Re: [VOTE][SPIP] SPARK-21866 Image support in Apache Spark

Posted by Sean Owen <so...@cloudera.com>.

Am I right that this doesn't mean other packages would use this
representation, but that they could?

The representation looked fine to me w.r.t. what DL frameworks need.

My previous comment was that this is actually quite lightweight. It's kind
of like how I/O support is provided for CSV and JSON, so makes enough sense
to add to Spark. It doesn't really preclude other solutions.

For those reasons I think it's fine. +1

On Thu, Sep 21, 2017 at 6:32 PM Tim Hunter <ti...@databricks.com> wrote:

> Hello community,
>
> I would like to call for a vote on SPARK-21866. It is a short proposal
> that has important applications for image processing and deep learning.
> Joseph Bradley has offered to be the shepherd.
>
> JIRA ticket: https://issues.apache.org/jira/browse/SPARK-21866
> PDF version: https://issues.apache.org/jira/secure/attachment/12884792/
> SPIP%20-%20Image%20support%20for%20Apache%20Spark%20V1.1.pdf
>
> Background and motivation
>
> As Apache Spark is being used more and more in the industry, some new use
> cases are emerging for different data formats beyond the traditional SQL
> types or the numerical types (vectors and matrices). Deep Learning
> applications commonly deal with image processing. A number of projects add
> some Deep Learning capabilities to Spark (see list below), but they
> struggle to communicate with each other or with MLlib pipelines because
> there is no standard way to represent an image in Spark DataFrames. We
> propose to federate efforts for representing images in Spark by defining a
> representation that caters to the most common needs of users and library
> developers.
>
> This SPIP proposes a specification to represent images in Spark
> DataFrames and Datasets (based on existing industrial standards), and an
> interface for loading sources of images. It is not meant to be a
> full-fledged image processing library, but rather the core description that
> other libraries and users can rely on. Several packages already offer
> various processing facilities for transforming images or doing more complex
> operations, and each has various design tradeoffs that make them better as
> standalone solutions.
>
> This project is a joint collaboration between Microsoft and Databricks,
> which have been testing this design in two open source packages: MMLSpark
> and Deep Learning Pipelines.
>
> The proposed image format is an in-memory, decompressed representation
> that targets low-level applications. It is significantly more liberal in
> memory usage than compressed image representations such as JPEG, PNG, etc.,
> but it allows easy communication with popular image processing libraries
> and has no decoding overhead.
> Targets users and personas:
>
> Data scientists, data engineers, library developers.
> The following libraries define primitives for loading and representing
> images, and will gain from a common interchange format (in alphabetical
> order):
>
>    - BigDL
>    - DeepLearning4J
>    - Deep Learning Pipelines
>    - MMLSpark
>    - TensorFlow (Spark connector)
>    - TensorFlowOnSpark
>    - TensorFrames
>    - Thunder
>
> Goals:
>
>    - Simple representation of images in Spark DataFrames, based on
>    pre-existing industrial standards (OpenCV)
>    - This format should eventually allow the development of
>    high-performance integration points with image processing libraries such as
>    libOpenCV, Google TensorFlow, CNTK, and other C libraries.
>    - The reader should be able to read popular formats of images from
>    distributed sources.
>
> Non-Goals:
>
> Images are a versatile medium and encompass a very wide range of formats
> and representations.

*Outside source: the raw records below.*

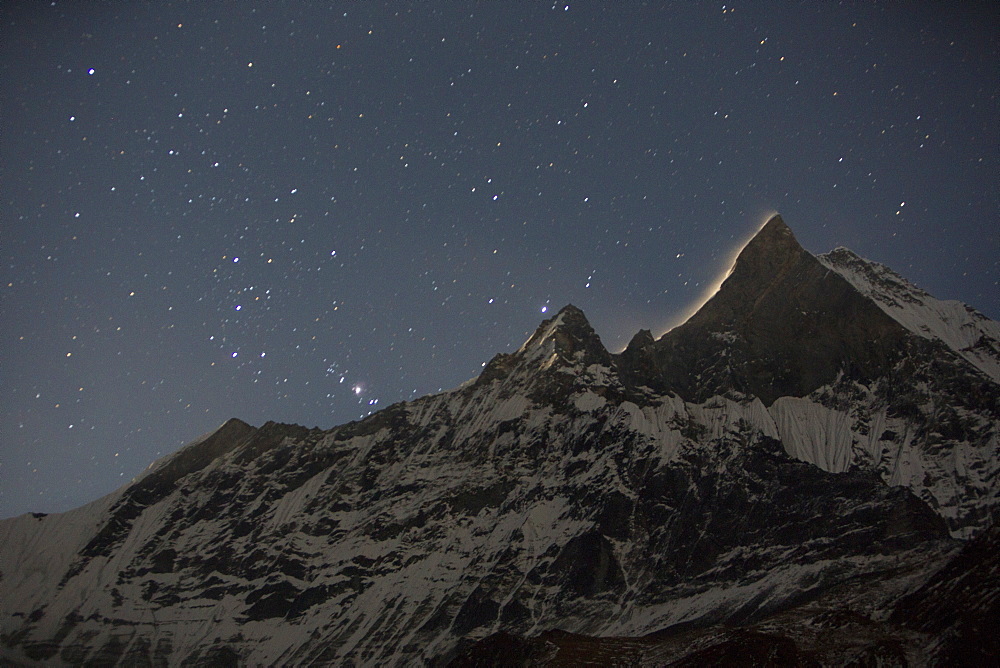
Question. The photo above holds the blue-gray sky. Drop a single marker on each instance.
(306, 211)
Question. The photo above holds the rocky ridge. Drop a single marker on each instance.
(809, 446)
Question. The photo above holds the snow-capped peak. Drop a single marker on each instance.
(960, 327)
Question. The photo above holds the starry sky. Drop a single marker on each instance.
(305, 212)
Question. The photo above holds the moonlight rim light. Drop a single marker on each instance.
(714, 286)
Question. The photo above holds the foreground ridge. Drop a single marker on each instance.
(805, 451)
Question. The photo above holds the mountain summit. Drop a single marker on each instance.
(790, 473)
(781, 324)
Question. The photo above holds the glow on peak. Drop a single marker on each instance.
(714, 286)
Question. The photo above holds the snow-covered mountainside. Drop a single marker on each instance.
(797, 451)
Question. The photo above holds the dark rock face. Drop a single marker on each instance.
(761, 484)
(781, 324)
(960, 604)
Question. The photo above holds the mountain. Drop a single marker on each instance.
(805, 470)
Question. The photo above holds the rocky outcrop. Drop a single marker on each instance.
(767, 480)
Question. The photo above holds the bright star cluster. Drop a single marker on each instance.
(305, 212)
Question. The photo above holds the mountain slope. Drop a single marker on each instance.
(731, 472)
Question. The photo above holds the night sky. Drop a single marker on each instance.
(305, 212)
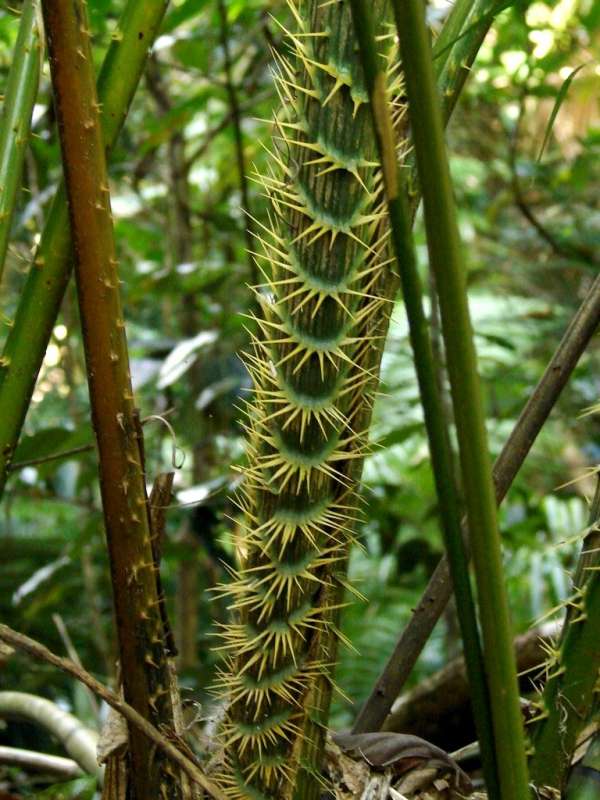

This SPIP explicitly aims at the most common use
> case in the industry currently: multi-channel matrices of binary, int32,
> int64, float or double data that can fit comfortably in the heap of the JVM:
>
>    - the total size of an image should be restricted to less than 2GB
>    (roughly)
>    - the meaning of color channels is application-specific and is not
>    mandated by the standard (in line with the OpenCV standard)
>    - specialized formats used in meteorology, the medical field, etc. are
>    not supported
>    - this format is specialized to images and does not attempt to solve
>    the more general problem of representing n-dimensional tensors in Spark
>
> Proposed API changes
>
> We propose to add a new package in the package structure, under the MLlib
> project:
> org.apache.spark.image
> Data format
>
> We propose to add the following structure:
>
> imageSchema = StructType([
>
>    - StructField("mode", StringType(), False),
>       - The exact representation of the data.
>       - The values are described in the following OpenCV convention.
>       Basically, the type has both "depth" and "number of channels" info: in
>       particular, type "CV_8UC3" means "3 channel unsigned bytes". BGRA format
>       would be CV_8UC4 (value 32 in the table) with the channel order specified
>       by convention.
>       - The exact channel ordering and meaning of each channel is
>       dictated by convention. By default, the order is RGB (3 channels) and BGRA
>       (4 channels).
>       If the image failed to load, the value is the empty string "".
>
>
>    - StructField("origin", StringType(), True),
>       - Some information about the origin of the image. The content of
>       this is application-specific.
>       - When the image is loaded from files, users should expect to find
>       the file name in this field.
>
>
>    - StructField("height", IntegerType(), False),
>       - the height of the image, pixels
>       - If the image fails to load, the value is -1.
>
>
>    - StructField("width", IntegerType(), False),
>       - the width of the image, pixels
>       - If the image fails to load, the value is -1.
>
>
>    - StructField("nChannels", IntegerType(), False),
>       - The number of channels in this image: it is typically a value of
>       1 (B&W), 3 (RGB), or 4 (BGRA)
>       - If the image fails to load, the value is -1.
>
>
>    - StructField("data", BinaryType(), False)
>       - packed array content. Due to implementation limitation, it cannot
>       currently store more than 2 billions of pixels.
>       - The data is stored in a pixel-by-pixel BGR row-wise order. This
>       follows the OpenCV convention.
>       - If the image fails to load, this array is empty.
>
> For more information about image types, here is an OpenCV guide on types:
> http://docs.opencv.org/2.4/modules/core/doc/intro.html#fixed-pixel-types-limited-use-of-templates
>
> The reference implementation provides some functions to convert popular
> formats (JPEG, PNG, etc.) to the image specification above, and some
> functions to verify if an image is valid.
> Image ingest API
>
> We propose the following function to load images from a remote distributed
> source as a DataFrame. Here is the signature in Scala. The python interface
> is similar. For compatibility with java, this function should be made
> available through a builder pattern or through the DataSource API. The
> exact mechanics can be discussed during implementation; the goal of the
> proposal below is to propose a specification of the behavior and of the
> options:
>
> def readImages(
>     path: String,
>     session: SparkSession = null,
>     recursive: Boolean = false,
>     numPartitions: Int = 0,
>     dropImageFailures: Boolean = false,
>     // Experimental options    sampleRatio: Double = 1.0): DataFrame
>
> The type of the returned DataFrame should be the structure type above,
> with the expectation that all the file names be filled.
>
> Mandatory parameters:
>
>    - *path*: a directory for a file system that contains images
>    Optional parameters:
>    - *session* (SparkSession, default null): the Spark Session to use to
>    create the dataframe. If not provided, it will use the current default
>    Spark session via SparkSession.getOrCreate().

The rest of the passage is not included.